Between the Tortonian and middle Pliocene, W-E directed extension opened the Vavilov plain and Sardinia margin in the northwest portion of the present day basin. By the end of the Pliocene, extension rapidly turned to NW-SE and was limited to the southeastern Marsili plain. This rapid shift in the direction and spatial location of extension may be due to how the relative velocities of interacting tectonic plates change over time. For example, if the horizontal velocity of the overriding Eurasian plate exceeds the velocity of slab rollback and trench retreat in the underthrusting African plate, then extension should not occur in the back-arc region. However, if the velocity of slab rollback and trench retreat exceeds that of the overriding plate, then back-arc extension will occur.

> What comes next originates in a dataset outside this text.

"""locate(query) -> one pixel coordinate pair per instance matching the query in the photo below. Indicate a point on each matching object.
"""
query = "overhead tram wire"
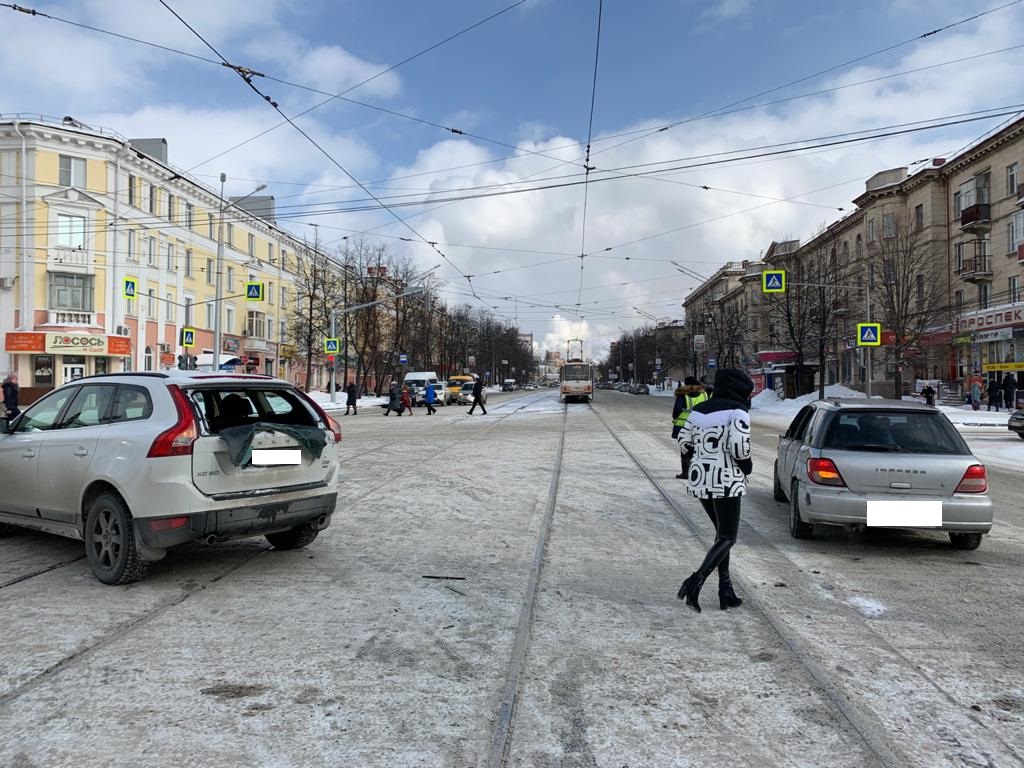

The Pliocene-Pleistocene changes in Tyrrhenian back-arc extension may have also been influenced by the adjacent Adriatic and Sicilian forelands. These sectors were not thinned by rifting and are characterized by normal continental lithosphere. During its southeastward migration, the passively retreating oceanic slab had to adjust and deform in relation the large and buoyant continental sectors. Post-Pliocene migration was eventually driven through the narrow corridor (250 km) represented by the present Ionian Sea and thus separated the Adriatic and Sicilian sectors. Changes in lithospheric composition may have also contributed to differences in subduction geometry. For instance, during the first episode of subduction, thinned continental lithosphere underlying the Apenninic margin subducted beneath the Eurasian plate. However, in the second episode of subduction, it was instead Ionian oceanic lithosphere that was involved in subduction. A transition from continental to oceanic lithosphere subduction could explain the late onset of arc volcanism (2-1.5 Ma) as well as the lack of arc volcanism in the central Tyrrhenian basin.

=== Rates of extension and subsidence ===
The full spreading rate of the Tyrrhenian basin has been estimated to be 3–5 cm/yr based on kinematic reconstructions and magnetostratigraphy. This is a relatively slow spreading rate when compared to spreading rates in other back-arc basins like the East Scotia basin (5–7 cm/yr) and the Manus basin (13 cm/yr). The ratio between the initial crustal thickness and final crustal thickness, also known as the beta factor, is estimated to be 3.3 for the Tyrrhenian basin.

== Petroleum resources ==
Although there are numerous petroleum plays in mainland Italy and the northern Ionian Sea, the potential for hydrocarbon accumulation in most of the Tyrrhenian basin is very poor. This is primarily due to the basin's high geothermal gradient which pushes the oil window to very shallow depths where structural and stratigraphic traps are uncommon. There is, however, active hydrocarbon exploration on the south edge of the basin near the Sicily Channel. Here, the small Narciso and Nilde fields produce sulphur-rich, light to medium-grade crude oil (API gravity ranging between 21 and 39). The primary reservoirs in these fields are Miocene karstic limestones that are sealed by Pliocene clays. The source of the hydrocarbons is unknown but is inferred to be Mesozoic limestone. Traps are structural in nature and are primarily thrust faults related to the Tunisian Atlas thrust belt.